Talk direct first
If you believe you are affected by a nuisance you should politely speak or write to the person or organisation responsible.
Although you may find this difficult, it is surprising how often people are unaware of the problems they are causing.
If that fails, talk to us
If you feel unable to contact the person directly - or your direct approach has been unsuccessful - then get in touch.
Complete the Complaint Form if you wish to register a complaint against a source of nuisance.
If the alleged nuisance is happening regularly then download a Log Sheet (Word Document, 1.11 Mb) to record the times. This will support the complaint.
What happens next?
- After we receive your complaint, our investigating officer will write to the person or organisation - advising them of the complaint and requesting their co-operation and reminding them of their legal responsibilities.

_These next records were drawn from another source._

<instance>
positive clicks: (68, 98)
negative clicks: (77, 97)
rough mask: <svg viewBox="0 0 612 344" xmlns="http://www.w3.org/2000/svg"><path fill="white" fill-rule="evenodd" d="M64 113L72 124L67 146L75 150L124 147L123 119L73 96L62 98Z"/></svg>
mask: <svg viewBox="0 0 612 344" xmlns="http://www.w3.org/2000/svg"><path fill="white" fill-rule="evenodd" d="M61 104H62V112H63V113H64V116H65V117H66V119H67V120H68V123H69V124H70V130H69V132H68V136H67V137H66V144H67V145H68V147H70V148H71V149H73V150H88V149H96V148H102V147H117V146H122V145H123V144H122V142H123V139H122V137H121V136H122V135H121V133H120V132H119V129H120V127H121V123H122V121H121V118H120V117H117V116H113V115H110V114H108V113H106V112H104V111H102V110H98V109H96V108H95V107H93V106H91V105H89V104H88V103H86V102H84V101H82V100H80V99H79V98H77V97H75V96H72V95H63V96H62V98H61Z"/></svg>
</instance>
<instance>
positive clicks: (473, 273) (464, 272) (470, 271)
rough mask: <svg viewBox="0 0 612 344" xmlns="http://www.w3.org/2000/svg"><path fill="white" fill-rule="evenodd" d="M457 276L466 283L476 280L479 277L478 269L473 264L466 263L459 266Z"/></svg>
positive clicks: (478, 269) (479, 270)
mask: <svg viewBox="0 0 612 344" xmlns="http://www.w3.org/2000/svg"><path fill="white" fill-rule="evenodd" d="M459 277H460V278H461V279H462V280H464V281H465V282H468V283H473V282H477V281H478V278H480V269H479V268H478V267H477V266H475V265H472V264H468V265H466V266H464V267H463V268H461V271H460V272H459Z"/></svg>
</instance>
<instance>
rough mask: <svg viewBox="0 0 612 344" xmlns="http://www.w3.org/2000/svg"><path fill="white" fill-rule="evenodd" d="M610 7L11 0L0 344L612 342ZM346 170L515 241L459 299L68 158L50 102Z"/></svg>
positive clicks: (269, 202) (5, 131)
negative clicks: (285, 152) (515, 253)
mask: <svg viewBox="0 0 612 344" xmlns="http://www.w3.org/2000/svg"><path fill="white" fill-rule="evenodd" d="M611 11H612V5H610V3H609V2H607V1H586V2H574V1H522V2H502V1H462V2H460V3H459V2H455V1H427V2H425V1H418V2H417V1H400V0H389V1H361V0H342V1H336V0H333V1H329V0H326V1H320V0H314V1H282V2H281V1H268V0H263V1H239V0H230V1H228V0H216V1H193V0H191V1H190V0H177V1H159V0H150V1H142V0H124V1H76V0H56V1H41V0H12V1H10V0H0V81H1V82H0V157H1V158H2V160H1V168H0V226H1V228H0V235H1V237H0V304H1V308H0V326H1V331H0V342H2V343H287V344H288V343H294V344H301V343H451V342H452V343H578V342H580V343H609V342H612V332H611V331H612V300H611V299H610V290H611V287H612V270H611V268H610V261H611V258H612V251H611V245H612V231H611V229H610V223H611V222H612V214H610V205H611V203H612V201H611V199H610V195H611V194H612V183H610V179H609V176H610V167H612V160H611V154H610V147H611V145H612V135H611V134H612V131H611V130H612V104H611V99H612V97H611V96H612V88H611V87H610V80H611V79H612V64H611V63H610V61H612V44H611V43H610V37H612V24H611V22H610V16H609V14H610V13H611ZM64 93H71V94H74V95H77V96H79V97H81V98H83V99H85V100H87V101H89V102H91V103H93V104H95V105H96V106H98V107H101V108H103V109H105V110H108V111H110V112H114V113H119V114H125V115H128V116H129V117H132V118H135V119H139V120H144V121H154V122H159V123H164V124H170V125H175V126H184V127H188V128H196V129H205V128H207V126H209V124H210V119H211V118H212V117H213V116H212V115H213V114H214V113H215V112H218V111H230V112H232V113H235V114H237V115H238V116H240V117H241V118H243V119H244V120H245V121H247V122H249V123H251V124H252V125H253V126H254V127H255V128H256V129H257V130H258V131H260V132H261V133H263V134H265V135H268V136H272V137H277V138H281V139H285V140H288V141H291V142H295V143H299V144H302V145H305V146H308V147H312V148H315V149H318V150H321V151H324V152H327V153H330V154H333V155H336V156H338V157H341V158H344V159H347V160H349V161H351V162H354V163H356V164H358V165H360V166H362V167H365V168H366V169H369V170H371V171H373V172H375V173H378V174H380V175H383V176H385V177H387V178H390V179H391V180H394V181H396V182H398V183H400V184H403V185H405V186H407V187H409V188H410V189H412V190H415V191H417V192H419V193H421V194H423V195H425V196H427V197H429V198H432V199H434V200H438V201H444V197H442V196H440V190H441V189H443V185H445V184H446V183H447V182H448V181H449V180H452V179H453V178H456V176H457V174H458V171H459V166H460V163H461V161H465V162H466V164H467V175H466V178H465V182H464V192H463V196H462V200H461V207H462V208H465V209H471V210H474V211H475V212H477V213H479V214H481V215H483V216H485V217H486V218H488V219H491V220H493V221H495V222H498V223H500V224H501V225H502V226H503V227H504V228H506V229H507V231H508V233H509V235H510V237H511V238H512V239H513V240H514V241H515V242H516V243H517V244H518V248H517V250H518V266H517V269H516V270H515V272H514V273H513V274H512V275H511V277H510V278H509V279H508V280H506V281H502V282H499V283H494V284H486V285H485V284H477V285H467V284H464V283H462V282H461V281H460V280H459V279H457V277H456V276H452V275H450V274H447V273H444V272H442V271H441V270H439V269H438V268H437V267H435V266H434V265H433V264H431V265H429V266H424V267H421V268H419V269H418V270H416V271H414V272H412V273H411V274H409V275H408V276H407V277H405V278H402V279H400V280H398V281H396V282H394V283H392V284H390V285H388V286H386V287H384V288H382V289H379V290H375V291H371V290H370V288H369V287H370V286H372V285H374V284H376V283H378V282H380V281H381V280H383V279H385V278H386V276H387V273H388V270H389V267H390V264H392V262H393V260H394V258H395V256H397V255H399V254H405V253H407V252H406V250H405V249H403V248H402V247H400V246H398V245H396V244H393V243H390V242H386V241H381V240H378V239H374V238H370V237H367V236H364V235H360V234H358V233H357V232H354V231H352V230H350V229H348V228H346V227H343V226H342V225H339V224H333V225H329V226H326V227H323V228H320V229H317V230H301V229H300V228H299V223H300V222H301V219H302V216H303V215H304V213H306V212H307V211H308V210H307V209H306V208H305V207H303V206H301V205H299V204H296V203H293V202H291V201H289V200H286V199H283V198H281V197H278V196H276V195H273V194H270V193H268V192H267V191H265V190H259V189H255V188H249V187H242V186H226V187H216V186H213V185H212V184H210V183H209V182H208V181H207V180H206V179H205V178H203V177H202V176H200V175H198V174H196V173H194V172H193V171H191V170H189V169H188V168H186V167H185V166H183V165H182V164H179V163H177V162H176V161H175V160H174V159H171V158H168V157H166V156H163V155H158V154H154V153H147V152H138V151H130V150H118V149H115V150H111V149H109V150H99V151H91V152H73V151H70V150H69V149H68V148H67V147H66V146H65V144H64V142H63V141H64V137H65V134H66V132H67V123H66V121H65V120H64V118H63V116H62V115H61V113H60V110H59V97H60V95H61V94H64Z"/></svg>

Our officer will provide you with information explaining the law and our procedures - and will ask you to complete and return a diary, giving details of when the problem occurs and how it affects you.
- This information is useful for determining the extent of the problem and to identify when it may be possible to witness the nuisance.
- When you return your diary sheets we will examine the enteries to determine whether a Statutory Nuisance exists - and if appropriate further investigations will be carried out.
- If we are happy that is is a Statutory Nuisance, then we will usually serve an Abatement Notice on the person responsible.
- If following this the problem persists, our investigating officer will attempt to gather further evidence to demonstrate a breach of the notice. If the evidence shows non-compliance with the notice, we may start court proceedings.
Please remember that at this stage you and/or other witnessess may be required to provide a statement and give evidence in court.
Can we always take action?
For us to take action under Section 80 we will need to prove 'beyond reasonable doubt' that a nuisance exists, as this is criminal law.
Where a nuisance is intermittent, it may be difficult to obtain the necessary evidence for proceedings in the courts.
There may also be other instances of disturbance where they are unable to act e.g. the noise may be at such a level as not to cause a statutory nuisance, but still is an annoyance to you.
In these cases, people who are affected have the power to take their case directly to the Magistrates' Court. You may take private action against the person(s) responsible for causing the nuisance under Section 82 of the Environmental Protection Act. As this would be civil law where you only have to prove 'on the balance of probability' your chances of success may be greater, none the less, civil action may be costly and therefore it may be advisable to consult a solicitor in the first instance.
You should first try to remedy the matter amicably by discussion. The courts are likely to ask whether you have done so. The courts will also require evidence - for example record sheets, witnesses etc.
Ask us for advice or to investigate first. Taking any civil action may be costly and therefore it is also advisable to consult a solicitor in the first instance.
The Environmental Protection Act 1990
This identifies a number of issues which can constitute a nuisance - including noise, odour, accumulations or deposits, dust etc.
Whether or not a Statutory Nuisance exists depends on several factors - including the severity, duration, frequency and whether it would interfere with the 'average' person's reasonable enjoyment of their property.